Could a former Democrat be the next Republican speaker of the House?
Stranger things have happened.
Republican Rep. Jason Chaffetz burst into the establishment political consciousness after he ran to the right of and defeated longtime Republican incumbent Rep. Chris Cannon in 2008.
Recently, his grilling of Planned Parenthood president Cecile Richards as the chairman of the Oversight and Government Reform gained national attention and raised the ire of some conservatives.
He also found himself in the crosshairs of the Secret Service after his investigation of its frat-tastic and potentially dangerous behavior spurred internal and external reviews of the president’s private detail.
His candidacy to replace John Boehner is a bit of a surprise, so here are a few things you might not know about the newest anti-establishment candidate running for speaker:
1. He was Democratic presidential nominee Michael Dukakis’s Utah co-chairman in the 1980s.
Yep, you read that right.
More than 20 years ago, Chaffetz was a co-chairman of the Utah branch of the 1988 nominee’s campaign, in part because Dukakis is his half-brother’s stepfather.
Chaffetz’s father, John, was married to Kitty—who would later become Kitty Dukakis—before Jason Chaffetz was born.
In an interview for Roll Call (with yours truly), Chaffetz joked about his family affiliation.
“I wish I had a flip chart,” he said.
2. He converted to Mormonism—and the GOP—in college.
Chaffetz was raised Jewish but converted to Mormonism while attending Brigham Young University (where he was also the kicker for the football team).
It was at Brigham Young that he also had another life-changing conversion.
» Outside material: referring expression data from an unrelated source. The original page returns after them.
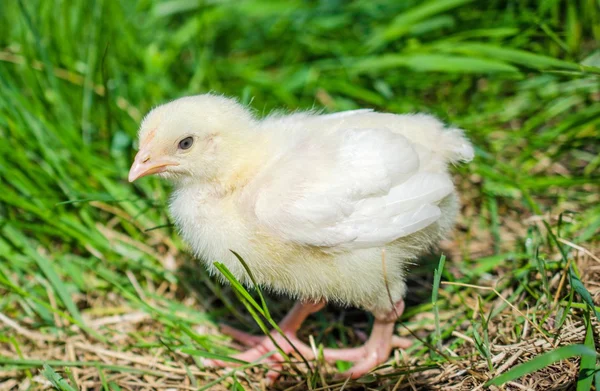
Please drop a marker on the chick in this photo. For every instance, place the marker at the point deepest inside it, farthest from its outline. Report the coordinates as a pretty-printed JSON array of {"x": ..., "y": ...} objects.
[{"x": 311, "y": 202}]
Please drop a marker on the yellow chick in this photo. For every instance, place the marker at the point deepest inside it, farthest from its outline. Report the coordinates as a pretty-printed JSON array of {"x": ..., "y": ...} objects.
[{"x": 310, "y": 202}]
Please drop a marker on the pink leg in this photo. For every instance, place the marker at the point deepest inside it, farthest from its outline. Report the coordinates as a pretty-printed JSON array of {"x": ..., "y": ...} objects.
[
  {"x": 263, "y": 345},
  {"x": 375, "y": 351}
]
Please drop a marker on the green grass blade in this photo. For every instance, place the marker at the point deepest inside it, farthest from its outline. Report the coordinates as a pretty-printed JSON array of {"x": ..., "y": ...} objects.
[
  {"x": 588, "y": 363},
  {"x": 542, "y": 361}
]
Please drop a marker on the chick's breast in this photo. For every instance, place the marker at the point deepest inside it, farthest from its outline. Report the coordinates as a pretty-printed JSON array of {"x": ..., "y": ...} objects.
[{"x": 338, "y": 191}]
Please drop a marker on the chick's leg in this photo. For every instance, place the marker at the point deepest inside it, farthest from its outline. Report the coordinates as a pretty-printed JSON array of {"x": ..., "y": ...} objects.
[
  {"x": 289, "y": 326},
  {"x": 376, "y": 350}
]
After meeting President Reagan, according to The Salt Lake Tribune, Chaffetz became a Republican.
“I owe so much to this community. I came here with nothing,” he said at the 2008 Utah Republican Party Convention, according to the Tribune. “I’m a convert to The Church of Jesus Christ of Latter-day Saints; I’m a convert to the Republican Party.”
3. He won his seat in a huge upset.
Chaffetz, who cut his teeth in politics as campaign manager for Jon Huntsman’s 2004 gubernatorial campaign, challenged six-term incumbent Rep. Chris Cannon in 2008.
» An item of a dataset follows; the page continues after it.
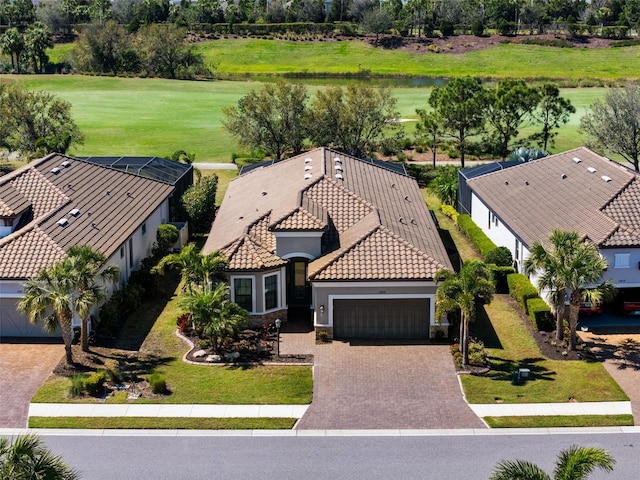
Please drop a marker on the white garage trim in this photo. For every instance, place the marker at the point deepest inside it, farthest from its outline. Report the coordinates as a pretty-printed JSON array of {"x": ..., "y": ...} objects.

Despite being outspent, Chaffetz defeated Cannon in Utah’s Republican caucus 59 to 41 percent.
4. He applied to be in the Secret Service…and was denied.
As our own Tim Mak reported earlier this year, Chaffetz applied to be in the Secret Service in the early 2000s and was rejected.
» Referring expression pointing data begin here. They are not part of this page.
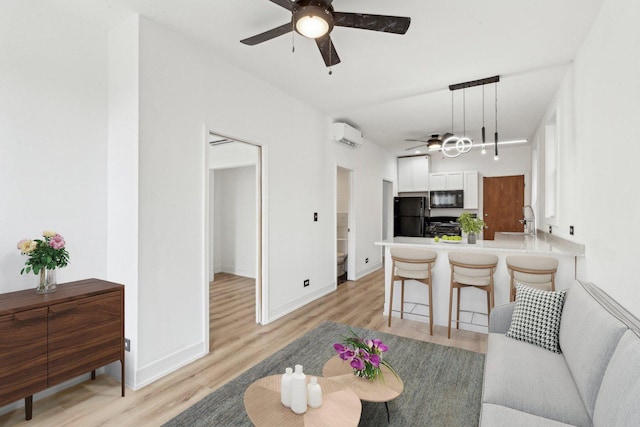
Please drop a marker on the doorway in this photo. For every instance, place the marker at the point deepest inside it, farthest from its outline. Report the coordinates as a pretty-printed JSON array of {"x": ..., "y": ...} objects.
[
  {"x": 345, "y": 249},
  {"x": 234, "y": 213},
  {"x": 503, "y": 200},
  {"x": 387, "y": 213}
]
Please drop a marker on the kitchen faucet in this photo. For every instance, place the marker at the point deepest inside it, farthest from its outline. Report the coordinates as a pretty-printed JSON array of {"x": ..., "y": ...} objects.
[{"x": 529, "y": 222}]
“It was because I was too old,” the Utah Republican, who was 36 at the time of his application, told The Daily Beast. “I’m not sure [of the reason]…that’s more than a decade ago.”
Chaffetz, chairman of the House Oversight and Government Reform Committee, launched an investigation into the Secret Service last year after a series of sex scandals and security lapses raised questions about just how safe the president really is.
Late last month, the Secret Service came under fire again, this time for leaking private information about Chaffetz in an effort to discredit him and, presumably, to derail his probe.
“It’s a little bit scary. The Secret Service diving into my background as a sitting member of Congress?” said Chaffetz, said on CNN last week. “It’s not about me, but it is about: What are they doing over there? These people are trusted with guns by the president, for goodness's sake."
5. He lives in his office—did he mention he lives in his office?
After defeating Cannon, Chaffetz quickly became one of the higher profile freshman members—in part because he, along with Colorado Democrat Jared Polis, documented his freshman year of Congress in a video diary for CNN.
One of the things he was most vocal about at the time was the fact that he slept on a cot in his office.
As of December 2014, he was still sleeping on a cot—although the office has gotten bigger and better. We’ll update as soon as we know if he plans on using the speaker’s office suite as a crash pad if he makes the cut.